THE future growth of the commercial property market in Northern Ireland is reliant on a fully functional Stormont Executive according to CBRE.
Recent research from the firm shows the north’s commercial property market continues to be resilient despite the ongoing political uncertainty, but said there is no doubt the impasse has had a negative impact.
“The current political situation has no doubt had some negative impact on the local economy and commercial property market, and will continue to do so should the Stormont stalemate persist,” CBRE managing director Brian Lavery said.
“During an unsettling period of political uncertainty, the continued future growth of the commercial property market in Northern Ireland is reliant on a fully functional local Government being put in place.”

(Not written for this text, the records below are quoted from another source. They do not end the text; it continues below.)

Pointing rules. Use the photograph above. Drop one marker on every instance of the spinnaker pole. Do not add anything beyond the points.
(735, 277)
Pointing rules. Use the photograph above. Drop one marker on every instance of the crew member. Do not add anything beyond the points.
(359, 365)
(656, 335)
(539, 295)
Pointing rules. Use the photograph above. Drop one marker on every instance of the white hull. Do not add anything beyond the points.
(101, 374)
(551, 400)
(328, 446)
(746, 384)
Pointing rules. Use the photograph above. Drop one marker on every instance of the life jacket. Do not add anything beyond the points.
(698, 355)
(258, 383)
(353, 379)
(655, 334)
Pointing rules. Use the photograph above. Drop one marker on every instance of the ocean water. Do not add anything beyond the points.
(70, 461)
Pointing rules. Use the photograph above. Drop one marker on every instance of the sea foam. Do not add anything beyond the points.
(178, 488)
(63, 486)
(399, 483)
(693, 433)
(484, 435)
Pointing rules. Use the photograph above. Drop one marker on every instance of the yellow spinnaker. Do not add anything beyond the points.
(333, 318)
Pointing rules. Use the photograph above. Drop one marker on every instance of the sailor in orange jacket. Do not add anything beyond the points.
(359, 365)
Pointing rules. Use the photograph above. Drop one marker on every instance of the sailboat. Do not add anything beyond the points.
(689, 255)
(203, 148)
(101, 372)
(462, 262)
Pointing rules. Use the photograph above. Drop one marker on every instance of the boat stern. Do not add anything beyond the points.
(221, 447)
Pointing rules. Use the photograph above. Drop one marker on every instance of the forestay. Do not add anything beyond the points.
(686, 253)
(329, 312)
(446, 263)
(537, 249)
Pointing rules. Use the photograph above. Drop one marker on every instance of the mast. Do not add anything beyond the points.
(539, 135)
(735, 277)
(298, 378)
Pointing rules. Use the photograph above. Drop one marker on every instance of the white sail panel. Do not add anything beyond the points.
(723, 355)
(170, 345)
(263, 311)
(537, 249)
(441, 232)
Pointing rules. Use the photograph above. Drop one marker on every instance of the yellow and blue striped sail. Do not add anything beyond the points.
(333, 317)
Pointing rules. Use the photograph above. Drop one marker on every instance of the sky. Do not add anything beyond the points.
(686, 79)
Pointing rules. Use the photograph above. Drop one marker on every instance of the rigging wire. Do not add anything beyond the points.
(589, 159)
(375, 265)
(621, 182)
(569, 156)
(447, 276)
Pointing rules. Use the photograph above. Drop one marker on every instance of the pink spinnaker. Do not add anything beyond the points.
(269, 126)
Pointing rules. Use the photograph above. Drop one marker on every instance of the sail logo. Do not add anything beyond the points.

The Northern Ireland commercial investment market has been largely dependent on Great Britain and international investment spend, according to the most recent investment analysis in Northern Ireland. The two markets make up 87 per cent of the £1.64 billion spend over the last five years from 2013 to 2017.
CBRE director, Gavin Elliott believes this can grow even further and feels Brexit must be viewed as an opportunity.
“It is important that Belfast takes full advantage of its unique position between Dublin, London and Europe to drive further growth through real estate investment funds in Great Britain and further afield.
“The local market should be well placed for further future Great Britain and international investment following the deal agreed between the Conservative Party and the DUP, which secured an additional £1 billion funding for Northern Ireland.”
The north’s investment market throughout 2017 has seen an increase in transaction volumes from the previous year, with £316 million being invested across 43 separate transactions. This compares to £248 million invested across 36 transactions in 2016. Notable transactions include the £123 million sale of CastleCourt Shopping Centre to Wirefox, Tesco Extra, Newry at £27.3 million to Investec and Great Northern Retail Park in Omagh to an Northern Ireland pension fund at £9.2 million.
The retail sector has also continued to perform well with the advantage of the current exchange rate and cross-border trade. The market saw a plethora of new entrants in 2017 as well as increased footprints by a number of relatively new retailers including Smiggle, Oliver Bonas, Hotel Chocolat, Sostrene Grene and Newbridge Silverware.
The office market finished the second half of the year in a considerably stronger position with 33 transactions completed bringing the yearly total to 430,290 sq ft, while 2017 saw a number of lettings and freehold acquisitions agreed for new design and build options. This includes large office transactions to HMRC, All State and Concentrix.
Meanwhile six hotels transacted in 2017 worth £42 million, with a number of proposed completion dates agreed for the first quarter of 2018. The bedroom stock in Belfast further increased to approximately 3,600 with the opening of The Titanic Hotel in September, extension to the Bullitt Hotel in November and part of Ten Square’s extension during the year.
CBRE expects that yields across all sectors within real estate in Northern Ireland will remain relatively stable over the next 12 months.